Miércoles, Octubre 8th, 2008

Sinceramente no sabía si publicar esta contribución porque suena más a queja que a vivencia, así que perdonadme si no cumplo con el objetivo de este blog que es compartir vivencias…

Esta temporada están apareciendo en los periódicos multitud de noticias sobre lo mal que está la situación de los hospitales públicos en Madrid. No sé como será en los sitios donde vivís ahora o donde vivíais en Galicia, pero mientras yo viví allí no había queja. Eso sí, era recomendable (y lo sigue siendo) “tener al médico de mano”, como dice mi madre, para que te dé un volante preferente para el especialista o cuando te vas a su consulta privada te haga el análisis en el ambulatorio. De vez en cuando es recomendable llevarle una botellita de whisky de 12 años o unos puritos. Él te pasará la mano por la espalda y te dirá ¿qué tal estás, Cristi?. Luego tus padres no tendrán mejor ocurrencia que invitarlo a tu boda y ahí te lo encontrarás, en la primera fila. Bueno, al final nada de eso será tan malo, si todos parecen tan contentos con el arreglo. Supongo que ésto no es nada nuevo, porque los pueblos son muy especiales en todos los sentidos…
Lo que nunca me había pasado era ir al médico y que no me mirase ni a la cara, que lleve unos análisis de los que se deduce anemia y me diga que es normal (debe de ser la enfermedad que se lleva esta temporada junto con las botas altas y las faldas escocesas, digo yo…). Y si uno consigue que lo deriven a un especialista, le dicen en el mostrador que están las listas cerradas. Así, no hay listas de espera largas porque la gente que está esperando para entrar no consta en ningún lado.
No sé donde va a terminar el sistema público en Madrid porque la situación es cada vez peor. No tienen dinero ni para suscribir las revistas de las bibliotecas. Se han gastado un dineral en crear una red para hacer suscripciones en conjunto y reducir gastos a los hospitales y ahora parece que la red está en el aire. Los médicos tienen que usar contraseñas piratas de amigos de universidades o entrar por direcciones de redes latinoamericanas destinadas a países pobres o en vías de desarrollo.
Para más INRI, en los últimos meses han abierto 8 hospitales nuevos en la comunidad y su estado y equipamiento dista de ser el deseable. Tengo amigos médicos que dicen que a colegas suyos que trabajan p.e. en el Hospital La Paz le está pagando el sueldo El Corte Inglés (con quien hay una concesión firmada por un tema de ropa) y hace dos semanas una enfermera de otro hospital denunciaba en el periódico que era Caja Madrid la entidad que les pagaba. Por si fuera poco, en La Paz ya les han dicho que a partir de enero van a empezar a despedir a médicos que lleven menos de dos años contratados… y luego hay escasez de facultativos… y dicen que los jóvenes tenemos que emigrar… ¡pues claro!.
Ahora cada vez que el consejero va a algún hospital lo espera el personal y, a veces, algunos pacientes para abuchearlo, pero como parece que lo del abucheo es ilegal, las últimas protestas han sido silenciosas y mímicas (dignas de un oscar, eso sí)… Y lo más indignante es que el consejero diga que la única queja que ha recibido es por una televisión de plasma mal colocada, ay, ay, ay…

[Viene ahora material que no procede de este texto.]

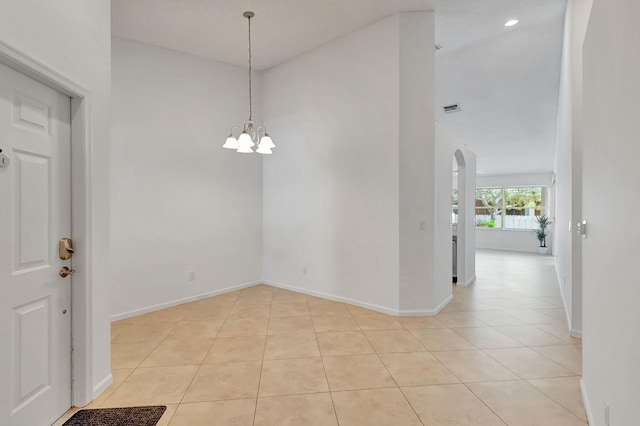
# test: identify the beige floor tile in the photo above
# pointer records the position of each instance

Productos gallegos en la pradera de San Isidro

Miércoles, Junio 25th, 2008

Me llamo Cristina, soy de Betanzos (A Coruña) y desde 1999 vivo fuera de Galicia, durante dos años en la siempre inolvidable Salamanca y desde 2001 en la marabunta de Madrid, disfrutando de sus maravillas y odiando sus defectos, supongo que como en todos los sitios.

El 15 de mayo y como cada año, Madrid celebró su San Isidro en la pradera que le da nombre y que reúne puestos y gente de lo más variopinto. Aunque parezca increíble, nunca había ido a esta romería, por coincidir en día laboral o por no animarme a ir sola a semejante fiesta. Sin embargo, este año mi amigo Pepe (también gallego) me animó a ir y echando mano de un día libre nos dispusimos a achicharrarnos y exponernos a ser aplastados por cientos de personas.

No sé si ocurrirá en otras ciudades (supongo que sí) pero aquí siempre hay gente y colas por todos los sitios y para todas las cosas. Para una chica como yo, de pueblo y de lo más tranquila, fue un poco traumático acostumbrarme a este revuelo continuo… En los primeros años me encontraba a mi misma andando apurada hasta los fines de semana cuando iba de paseo, sin motivo alguno. Supongo que las prisas se contagian muy pronto… y San Isidro no iba a ser menos…

La situación era ésta: subimos al metro en un extremo de Madrid y nos bajamos casi en el otro extremo de la línea junto a hordas de gente que salían de cada esquina. Nos dirigimos a la salida y nos fijamos en un cartel que indicaba que no se podía utilizar cualquier salida. La salida A era para salir del metro y la salida B para entrar. Eso y el servicio de limpieza de la capital es lo que más me gusta de aquí y lo que más echo en falta en mi pueblo: capacidad de organización, no sé si por falta de costumbre o de necesidad. En fin…

Una vez que conseguimos llegar a la pradera después de callejear un poquito nos encontramos con un espectáculo dantesco. No sé cómo lo vería Pepe, pero para mí fue impresionante ver las calles atestadas de chulapos por todos los lados (arriba en la pradera, delante de nosotros, detrás…) y de todas las nacionalidades (españoles, chinos, latinoamericanos, rumanos, polacos, etc), junto a una pradera situada detrás de un barrio con edificios altos. Precisamente, otra de las cosas que me gusta de Madrid es lo que decía Ana Belén en la campaña turística de la capital “Si vives en Madrid, eres de Madrid”.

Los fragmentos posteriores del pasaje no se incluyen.